As families enter the wonderful world of Disneyland Paris with its quirky characters, pink castle, fairytale lands and breath-taking parades, few will notice the quality of the plants, the precision cutting of the lawns or the carefully clipped topiary.
Yet the gardens in this famous resort are vital to recreate the theme in each zone, from the prickly cacti, yucca and tamarind in the Arizona desert of Frontierland, to the exotic-looking palms (which can actually withstand temperatures of up to -18C) and bamboos in Adventureland, and piano-key topiary and manicured hillside lawns next to Sleeping Beauty’s pink castle.
In the skyline of the haunted house, huge evergreen trees lean ominously towards the building, having been deliberately planted at an angle for spooky effect, while spiky shrubs hang menacingly over the tall gated perimeter, pruned to look like claws.
Pansies, heathers, heucheras and wallflowers fill the beds with the arrival of the park’s colourful spring festival. But the park is also paying more than lip service to biodiversity.
Luc Behar-Bannelier, the park’s director of nature and environment, who has been there for 23 years, tells me how it has been transformed from corn and beet fields into a magical landscape which is also environmentally friendly.

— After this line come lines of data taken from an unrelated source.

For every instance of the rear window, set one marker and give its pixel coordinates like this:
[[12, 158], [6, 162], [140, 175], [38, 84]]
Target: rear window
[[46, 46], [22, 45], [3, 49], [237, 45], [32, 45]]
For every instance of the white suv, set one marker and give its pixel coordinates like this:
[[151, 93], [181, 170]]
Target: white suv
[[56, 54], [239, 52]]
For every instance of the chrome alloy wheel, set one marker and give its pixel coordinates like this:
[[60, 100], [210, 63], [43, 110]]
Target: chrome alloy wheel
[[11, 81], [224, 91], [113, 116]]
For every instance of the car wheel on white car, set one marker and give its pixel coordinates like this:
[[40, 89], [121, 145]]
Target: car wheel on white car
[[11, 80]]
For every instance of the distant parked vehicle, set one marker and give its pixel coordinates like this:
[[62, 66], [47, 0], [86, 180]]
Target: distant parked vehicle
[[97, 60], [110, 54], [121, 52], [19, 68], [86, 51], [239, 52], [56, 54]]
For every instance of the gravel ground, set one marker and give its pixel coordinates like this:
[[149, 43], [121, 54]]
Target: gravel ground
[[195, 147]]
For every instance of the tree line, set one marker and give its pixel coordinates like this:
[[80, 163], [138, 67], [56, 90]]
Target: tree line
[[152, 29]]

When he first took on this mammoth project 25 years ago, workers had to remove tons of heavy clay soil and replace it with a thin layer of topsoil. Trees were brought in from as far away as British Columbia, Canada, but now they are sourced in Europe. Around 300 of the 35,000 trees are replaced every year to ensure everything remains to scale.
Over the years, the planting has attracted wildlife which hasn’t been ‘bought’ in, says Luc.
“We have Canadian geese on the waterways, while on the ranch section, we get wild boar, where there was once just corn and sugar beet.
“There’s also a huge variety of insects and birds, and on a recent bird count, we found more species than we used to have.”
Attracting wildlife is improving the balance of nature, adds head of horticulture Pierrick Paillard.
“We had a particular type of caterpillar that use to thrive on our pine trees, but their hairs would fall off and cause skin irritations. However, the blue tits which have arrived in the park feed on them, so it’s working well.”
Disneyland Paris has 80 beehives in its ‘backstage’ area, which is not accessible to the public, so its hotel guests can enjoy home-made honey for breakfast.
The park is also home to a flock of rare breed Solognote sheep who graze the brushland in the ranch area.
Nuisance wildlife has also ventured in, including rabbits, which eat the plants, and seagulls, but falcons are brought in every so often to ‘disturb’ them. Some 90 wasp traps are also strategically placed out of view of guests.
Disneyland Paris is the first theme park in Europe to have its own water treatment and recycling plant on site to filter ‘grey’ water for use on the gardens. Huge basins ‘backstage’ collect rainwater which is recycled, while home-made compost is dug back into the land.
While many of the plants which are susceptible to pests and diseases, such as grey mould, are treated before they arrive at the park, Pierrick says: “In 10 years, we would like to have no insecticides or pesticides.
“We are increasingly using natural products to keep the balance of nature intact, and bringing in beneficial insects such as ladybirds, whose larvae eat thousands of aphids.”
Keeping everything to scale is all-important, he continues. Trees are regularly pruned to ensure no photo opportunity is lost in a sea of branches.
“The oak trees in Main Street have been changed twice since 1992. Tree specialists have to select a number of branches to be pruned so you can see through them, so it looks like lace. Trunks cannot become too thick.”